On Wednesday, December 5, 2012 at 6:18 PM, Barry Warsaw wrote:
On Dec 05, 2012, at 06:07 PM, Donald Stufft wrote:

If you're installing B you've prescribed trust to that author. If you don't
trust the author then why are you installing (and then executing) code
they wrote.

What you installed Z, but B got installed because it was a dependency three
levels down?
Sure, you granted trust to Z, Z granted trust to Y, and Y granted trust to B. Like
in SSL certificates there was a chain of trust. If you don't trust Z then don't install
their package. 

Very convenient to declare that one of the major use cases for
Obsoletes over Obsoleted-By is not valid because of your own
personal opinions. Like I said above, if you're installing a package
that someone has uploaded you've implicitly granted them trust. There
is far worse things that a bad Python citizen can do during, and after
and install that what is allowed by Obsoletes.

Well, basically never installing anything from PyPI except into a virtualenv
is probably a good recommendation (maybe even now).
A virtualenv only protects you from well behaved packages. There is no way
to prevent a package author from doing very nasty things to you if they wish.
Providing more power in the metadata doesn't make this situation better or
worse, it just makes more standard paths in the cases where you do need
to do it.

End systems often times do not have a singular organization controlling
every package in their system. The best example is Ubuntu and their PPA's.

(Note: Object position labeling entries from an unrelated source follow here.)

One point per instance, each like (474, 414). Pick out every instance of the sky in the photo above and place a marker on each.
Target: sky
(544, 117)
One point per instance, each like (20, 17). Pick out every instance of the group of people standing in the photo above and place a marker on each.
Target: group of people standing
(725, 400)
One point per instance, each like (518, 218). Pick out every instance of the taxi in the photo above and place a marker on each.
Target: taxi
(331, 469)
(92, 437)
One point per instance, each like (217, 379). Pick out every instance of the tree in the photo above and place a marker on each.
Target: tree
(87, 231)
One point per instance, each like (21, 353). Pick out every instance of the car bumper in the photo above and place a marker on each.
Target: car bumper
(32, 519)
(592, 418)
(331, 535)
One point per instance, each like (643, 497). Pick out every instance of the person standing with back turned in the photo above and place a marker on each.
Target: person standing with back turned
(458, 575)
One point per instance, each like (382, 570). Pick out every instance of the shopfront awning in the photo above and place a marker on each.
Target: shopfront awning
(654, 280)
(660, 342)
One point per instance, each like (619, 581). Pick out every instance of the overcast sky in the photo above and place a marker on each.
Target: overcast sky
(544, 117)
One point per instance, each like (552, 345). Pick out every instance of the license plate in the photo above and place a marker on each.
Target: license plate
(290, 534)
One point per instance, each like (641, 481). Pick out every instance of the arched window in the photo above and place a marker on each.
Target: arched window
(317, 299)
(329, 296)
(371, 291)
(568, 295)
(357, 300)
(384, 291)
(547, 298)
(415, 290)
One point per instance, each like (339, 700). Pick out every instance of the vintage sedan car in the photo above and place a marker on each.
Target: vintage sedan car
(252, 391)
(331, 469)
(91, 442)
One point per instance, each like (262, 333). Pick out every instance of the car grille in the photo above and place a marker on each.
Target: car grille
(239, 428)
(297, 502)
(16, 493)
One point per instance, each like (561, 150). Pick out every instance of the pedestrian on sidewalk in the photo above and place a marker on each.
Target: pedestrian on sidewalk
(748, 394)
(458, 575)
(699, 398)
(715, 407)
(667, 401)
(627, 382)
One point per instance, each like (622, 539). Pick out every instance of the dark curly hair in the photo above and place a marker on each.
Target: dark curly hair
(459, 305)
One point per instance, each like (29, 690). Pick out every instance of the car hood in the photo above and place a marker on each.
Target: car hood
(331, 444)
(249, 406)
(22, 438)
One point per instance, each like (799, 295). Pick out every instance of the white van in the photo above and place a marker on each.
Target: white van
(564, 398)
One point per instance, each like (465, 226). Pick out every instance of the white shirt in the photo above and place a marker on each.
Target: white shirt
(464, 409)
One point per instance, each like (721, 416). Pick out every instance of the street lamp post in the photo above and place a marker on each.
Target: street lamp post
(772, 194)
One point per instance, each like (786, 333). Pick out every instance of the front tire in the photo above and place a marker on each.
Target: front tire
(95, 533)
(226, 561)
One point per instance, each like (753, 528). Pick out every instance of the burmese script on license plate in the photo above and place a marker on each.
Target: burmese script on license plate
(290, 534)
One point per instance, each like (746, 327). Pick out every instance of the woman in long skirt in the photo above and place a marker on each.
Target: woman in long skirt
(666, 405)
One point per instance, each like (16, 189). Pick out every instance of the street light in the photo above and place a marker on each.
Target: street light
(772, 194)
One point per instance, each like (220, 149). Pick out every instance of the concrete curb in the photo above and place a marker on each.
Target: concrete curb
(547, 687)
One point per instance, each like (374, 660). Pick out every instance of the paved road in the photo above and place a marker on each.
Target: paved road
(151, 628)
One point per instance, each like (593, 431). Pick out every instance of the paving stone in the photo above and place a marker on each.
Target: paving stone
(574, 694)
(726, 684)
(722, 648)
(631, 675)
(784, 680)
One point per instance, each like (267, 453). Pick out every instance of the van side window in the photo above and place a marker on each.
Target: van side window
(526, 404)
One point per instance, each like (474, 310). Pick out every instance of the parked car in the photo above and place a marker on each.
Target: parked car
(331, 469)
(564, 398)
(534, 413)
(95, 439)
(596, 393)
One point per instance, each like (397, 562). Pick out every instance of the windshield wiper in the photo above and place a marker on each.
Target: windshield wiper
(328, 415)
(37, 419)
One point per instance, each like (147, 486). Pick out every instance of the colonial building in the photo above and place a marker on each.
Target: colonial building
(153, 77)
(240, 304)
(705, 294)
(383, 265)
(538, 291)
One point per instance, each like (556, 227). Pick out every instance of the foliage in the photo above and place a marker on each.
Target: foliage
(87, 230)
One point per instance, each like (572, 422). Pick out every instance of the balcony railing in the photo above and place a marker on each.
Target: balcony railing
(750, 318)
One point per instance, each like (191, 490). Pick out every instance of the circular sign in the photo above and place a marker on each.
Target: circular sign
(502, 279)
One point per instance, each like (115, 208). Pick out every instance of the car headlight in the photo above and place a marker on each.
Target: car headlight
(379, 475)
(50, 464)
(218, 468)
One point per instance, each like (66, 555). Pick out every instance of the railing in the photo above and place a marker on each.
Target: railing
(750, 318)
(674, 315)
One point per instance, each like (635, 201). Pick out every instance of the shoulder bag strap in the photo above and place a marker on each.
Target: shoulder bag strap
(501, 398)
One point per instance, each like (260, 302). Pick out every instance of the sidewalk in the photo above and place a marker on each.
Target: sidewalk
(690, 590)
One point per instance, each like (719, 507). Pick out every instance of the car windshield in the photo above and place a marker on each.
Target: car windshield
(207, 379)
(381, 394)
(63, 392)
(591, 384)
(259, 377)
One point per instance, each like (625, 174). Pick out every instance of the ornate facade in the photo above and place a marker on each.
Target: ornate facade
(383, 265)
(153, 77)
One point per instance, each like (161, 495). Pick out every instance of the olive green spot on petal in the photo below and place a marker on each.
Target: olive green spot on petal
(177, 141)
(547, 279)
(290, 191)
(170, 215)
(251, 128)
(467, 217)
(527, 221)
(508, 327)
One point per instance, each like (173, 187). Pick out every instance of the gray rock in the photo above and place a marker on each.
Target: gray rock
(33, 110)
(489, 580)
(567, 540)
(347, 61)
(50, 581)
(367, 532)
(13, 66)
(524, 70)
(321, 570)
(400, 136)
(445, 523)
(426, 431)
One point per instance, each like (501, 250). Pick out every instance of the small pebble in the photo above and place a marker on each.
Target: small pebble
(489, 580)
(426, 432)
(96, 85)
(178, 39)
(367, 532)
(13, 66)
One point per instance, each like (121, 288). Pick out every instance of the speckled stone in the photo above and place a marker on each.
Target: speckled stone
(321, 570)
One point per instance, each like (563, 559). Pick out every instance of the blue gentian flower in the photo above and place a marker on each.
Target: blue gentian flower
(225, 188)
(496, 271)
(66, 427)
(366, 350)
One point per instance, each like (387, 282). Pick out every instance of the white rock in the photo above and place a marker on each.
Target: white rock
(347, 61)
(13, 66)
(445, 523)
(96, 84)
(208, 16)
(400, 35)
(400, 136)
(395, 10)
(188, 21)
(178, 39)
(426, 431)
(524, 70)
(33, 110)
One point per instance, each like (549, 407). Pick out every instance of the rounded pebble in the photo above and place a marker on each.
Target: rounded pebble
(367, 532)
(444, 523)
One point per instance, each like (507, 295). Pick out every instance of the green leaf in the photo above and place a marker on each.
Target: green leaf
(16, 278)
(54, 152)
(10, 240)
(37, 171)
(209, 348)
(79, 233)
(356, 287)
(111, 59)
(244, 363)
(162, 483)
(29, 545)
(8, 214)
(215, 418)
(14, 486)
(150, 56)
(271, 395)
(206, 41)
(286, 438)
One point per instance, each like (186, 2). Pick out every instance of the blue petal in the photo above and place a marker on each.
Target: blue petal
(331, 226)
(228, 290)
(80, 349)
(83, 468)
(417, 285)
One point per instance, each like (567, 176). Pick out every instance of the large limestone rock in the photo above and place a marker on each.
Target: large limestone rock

Well, PPAs are awesome, but have known and well-publicized trust issues. I
wouldn't enable a PPA into my running system without really knowing who the
owner is and why I'm using their PPA. Or doing a lot of testing in a chroot
first, and probably pinning the package set to just the one(s) from the PPA I
care about.
Basically the same thing can be said about packages on PyPI. All the same
trust issues exist there. Simply installing a Python package is already granting
far more trust than Obsoletes requires since installing a package is executed
someone else's python code on your system. Even if you remove setup.py you're
still going to be executing their code on your system. If you do not trust the
author of the packages you are installing, you do not install their packages.